# Young(ish) Family moving to Cyprus in the next 2 years..



## jenjenmullin (Jun 7, 2011)

Hello, Our circumstances are changing and my husband is about to secure a job which would finance us to live in Cyprus finally, as it has been our dream for a few years now  (He would be working offshore and be away for weeks at a time)

I have a few questions, Regarding the big move.

We are married, My husband is 35 and i am 28(9) very nearly. 
We have 2 young children, of 8 and 5 years old (girls)

The region we are interested in is Famagusta (Paralimni)

We would be looking to rent a property in that area. 
I realise with my husband being away i would effectively be a single parent a lot of the time. I can drive however and am fairly confident and independent, plus already have friends in the local area.

I am unsure about the children's schooling, we could afford to send them to a english speaking/private school, but I think there are great benefits to them attending local schools (Integrating, picking up the language and getting immersed into the culture)

Also, could someone fill me in on the day to day, and monthly/yearly cost of living in Cyprus, what bills are we liable to pay?

We currently have a 1.9 Renault laguna estate, Is it worth importing it over, Or would it be better to get something a bit smaller engine wise, as i am sure i've heard someone say it's better to have smaller engines, cheaper over there for insurance/tax purposes?

I am due to come out on 15th August to stay with a friend in the local area for a week (alone) and i cannot wait to feel the Cypriot sun on my back once again 

Thanks in advance...


----------



## PatandDave (Jul 15, 2012)

Hi, me and my hubby are planning on moving to Cyprus the middle of next year. Many of these questions I have asked myself, except for schooling! If you read through some past threads you will see they have been asked and answered many times. It's a very interesting read and all of the expats, especially those already in Cyprus are more than happy to help. 
Regards, Pat


----------



## jenjenmullin (Jun 7, 2011)

Thanks for your reply, how are you getting on are you still looking to move? 

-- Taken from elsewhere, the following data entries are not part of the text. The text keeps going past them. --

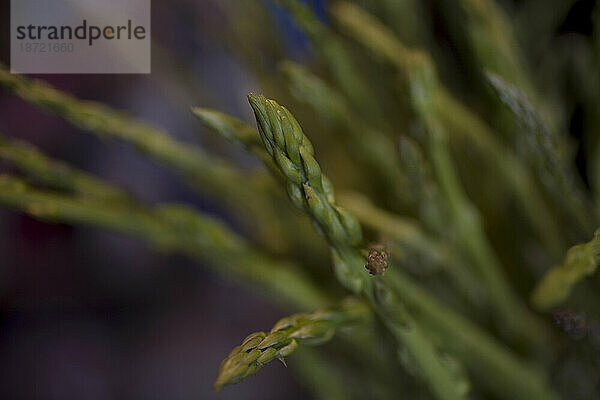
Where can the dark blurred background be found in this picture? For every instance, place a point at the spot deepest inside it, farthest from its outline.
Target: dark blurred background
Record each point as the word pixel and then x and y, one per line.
pixel 86 314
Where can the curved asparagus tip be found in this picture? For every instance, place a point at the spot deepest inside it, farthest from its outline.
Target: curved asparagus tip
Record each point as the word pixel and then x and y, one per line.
pixel 308 187
pixel 284 338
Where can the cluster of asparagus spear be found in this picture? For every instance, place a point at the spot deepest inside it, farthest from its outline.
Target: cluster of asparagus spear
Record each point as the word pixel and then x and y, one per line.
pixel 459 197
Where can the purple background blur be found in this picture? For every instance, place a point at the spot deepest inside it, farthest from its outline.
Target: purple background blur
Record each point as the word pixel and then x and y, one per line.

I understand its good to read back and I will so as much as I can, it's always nice to hear of people's first hand experiences isn't it.


----------



## PatandDave (Jul 15, 2012)

Yes definitely going to make the move! My husband took VR from his job 3yrs ago (he'd Been with his company 34yrs so had a big fat payout!) he still works, ironically for the same company, writing their programms for them from home, which if he wants can carry on doing in Cyprus. He has a monthly company pension also. I work (in Anaesthetics) and as our mortgage is paid up we have been putting everything into savings untill our investments mature next year. As I'm 8yrs younger than Dave, at 49 I still want to work, I think! And so i am going to take a year out and we will rent our house out here and rent in Cyprus for a year, just to be certain that it's what we both want! There's so much to consider isn't there?


----------



## jenjenmullin (Jun 7, 2011)

Anyone else got any advice for me? 

Day to day bills for example 

Tv 
Electric
Do we pay council tax of some kind 


Cars....is it better to take a car over or buy one out there


----------



## amylia (Jul 3, 2012)

Hi we are also a youngish family moving to Cyprus march April time next year and my husband will also be working offshore, I have 2 children as well and was thinking about putting the older one in a British school and my youngest 3 in a local school so he can pick up the language, we should keep in touch as it seems our circumstances sound very similar! We are looking at moving into larnaca


----------



## jenjenmullin (Jun 7, 2011)

Oh wow, yes that would be brilliant to keep in touch, are you on Facebook? I'm Jenny Mullin on there, pic of a church and rocks on pernera coast and me in a dress, long brown hair. Add me


----------



## jenjenmullin (Jun 7, 2011)

I know there is a lot of info on this site but I would really appriciate a quick round up via inbox or on here of the basic things to consider when moving and living in kypros x


----------



## amylia (Jul 3, 2012)

Tried to message you but it's not working, I can't seem to find you on Facebook maybe you'd have better luck finding me lol I'm amylia wallis and it's a pic of my two boys x


----------



## jenjenmullin (Jun 7, 2011)

found you


----------



## jenjenmullin (Jun 7, 2011)

Still looking for advice x


----------